My coffee site INeedCoffee needed a better search engine. I had thrown some basic SQL together when the site was launched back in 1999. It did an OK job when the site didn’t have much content. Over the years, the quality of the search results got worse and worse. So I did what any coder would do, I looked for a free solution.
Google did a better job searching my site than my own code, so I looked at their Google Custom Search solution. I didn’t like their free ad version and I didn’t what to pay them $100 each and every year for the non-ad version. I decided that not only could I write my own search engine that was just as fast, but I could also deliver better results to the users. After all, I knew my content better than anyone else.
Assigning a Quality Score
The first thing I noticed about Google’s search results is that the best article on a given topic often wasn’t listed first. It had no way to know the quality, but I did. So I added a quality score of 1 to 5 for every article. The default was 3. The best content was rated a 4 or 5. Articles that needed better photos or improved in some way, I would give a 1 or 2. Later I’d also use this quality score when assigning weight on the sitemap.

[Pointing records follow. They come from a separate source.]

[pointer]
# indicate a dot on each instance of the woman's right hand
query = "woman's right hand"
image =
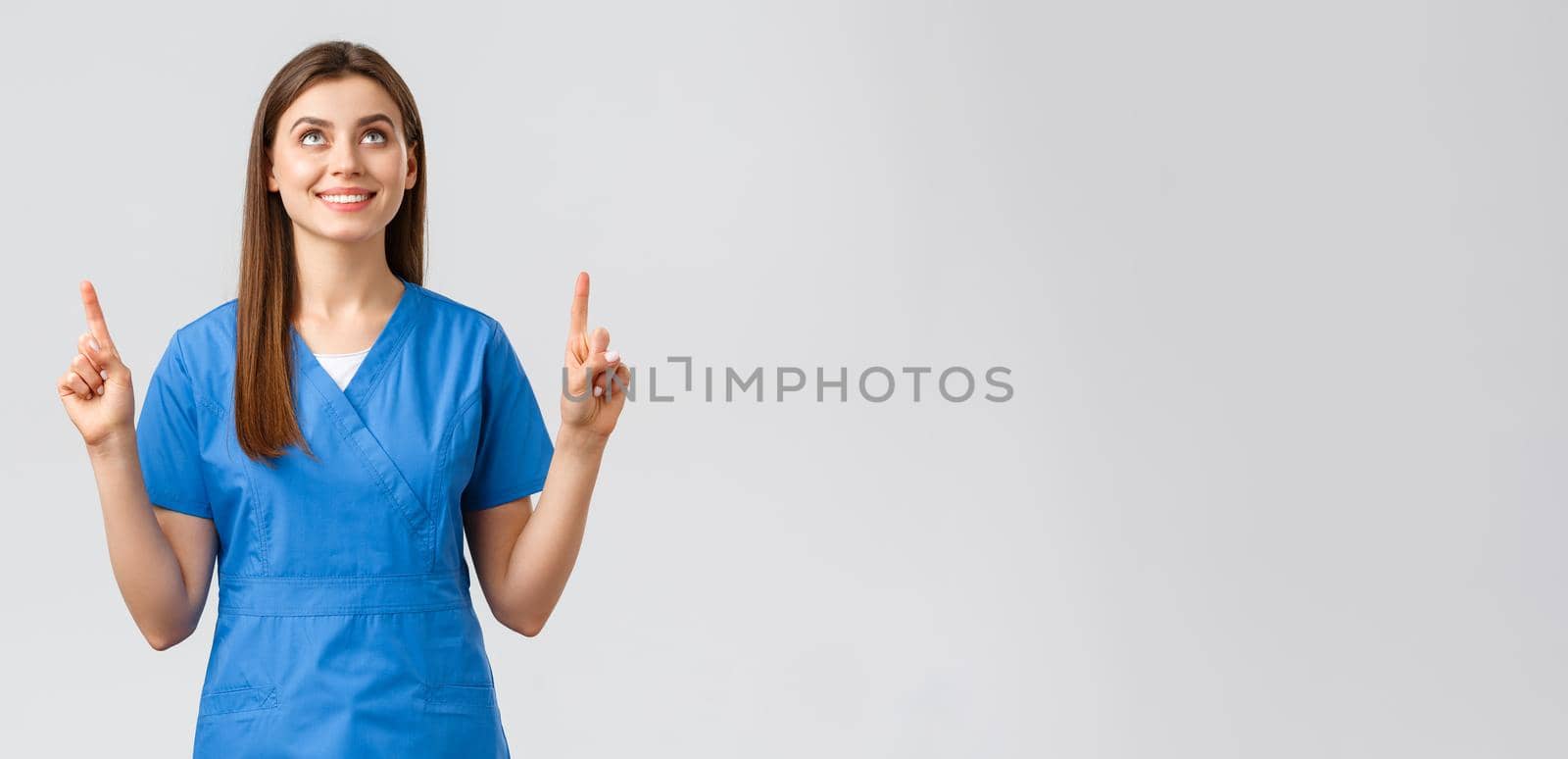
(96, 389)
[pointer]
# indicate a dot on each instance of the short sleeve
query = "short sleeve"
(514, 447)
(169, 437)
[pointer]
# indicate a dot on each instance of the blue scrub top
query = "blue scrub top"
(345, 626)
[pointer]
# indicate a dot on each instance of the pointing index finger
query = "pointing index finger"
(580, 306)
(96, 324)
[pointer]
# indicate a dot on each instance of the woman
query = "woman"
(328, 437)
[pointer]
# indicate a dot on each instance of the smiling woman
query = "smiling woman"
(329, 437)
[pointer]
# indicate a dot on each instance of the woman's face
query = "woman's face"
(341, 159)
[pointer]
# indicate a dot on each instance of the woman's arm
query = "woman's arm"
(162, 559)
(524, 557)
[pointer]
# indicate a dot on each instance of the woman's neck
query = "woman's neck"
(342, 279)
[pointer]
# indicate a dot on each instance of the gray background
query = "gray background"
(1278, 284)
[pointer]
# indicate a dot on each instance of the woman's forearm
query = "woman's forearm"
(138, 551)
(546, 551)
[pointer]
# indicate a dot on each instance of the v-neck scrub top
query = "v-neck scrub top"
(345, 625)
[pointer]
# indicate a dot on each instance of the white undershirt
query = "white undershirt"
(341, 366)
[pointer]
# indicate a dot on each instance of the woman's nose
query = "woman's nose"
(345, 159)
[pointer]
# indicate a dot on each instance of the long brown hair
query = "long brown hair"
(264, 413)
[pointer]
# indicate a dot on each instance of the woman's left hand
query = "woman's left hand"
(593, 394)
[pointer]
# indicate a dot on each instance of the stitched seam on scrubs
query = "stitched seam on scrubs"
(251, 502)
(446, 444)
(179, 364)
(376, 372)
(336, 579)
(386, 486)
(352, 610)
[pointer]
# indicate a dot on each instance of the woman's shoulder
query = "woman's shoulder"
(212, 329)
(446, 313)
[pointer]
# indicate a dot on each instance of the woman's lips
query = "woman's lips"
(345, 206)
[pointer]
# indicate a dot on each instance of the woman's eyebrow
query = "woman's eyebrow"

Web Form -> Server Side Code -> Stored Procedure
The HTML search form is pretty basic. A single text box and a submit button. What server-side code you use to call the stored procedure is irrelevant. ASP.NET, Classic ASP, PHP – it is all good. The server-side code will call the search stored procedure.
Two Temp Tables
The search stored procedure will have two temp tables: #searchWords and #searchResults. The purpose of #searchWords is to chop up any search phrase into individual words and then record their position. Later that position will be used to order search results, which more weight being placed on the first and second words in a search query. The #searchResults table is the results being returned to the web page.
CREATE TABLE #searchWords ( word VARCHAR(100), position INT ) CREATE TABLE #searchResults ( url VARCHAR(100), title VARCHAR(100), longDesc VARCHAR(MAX), quality TINYINT, score INT )
Splitting Search Phrases
For this functionality, I found some code on StackOverflow that did the job. The SplitWordList user-defined function by Terrapin works perfectly. If the user places the search term inside quotes, I do not call the SplitWordFunction and inside enter the entire phrase as one row in the #searchWords table.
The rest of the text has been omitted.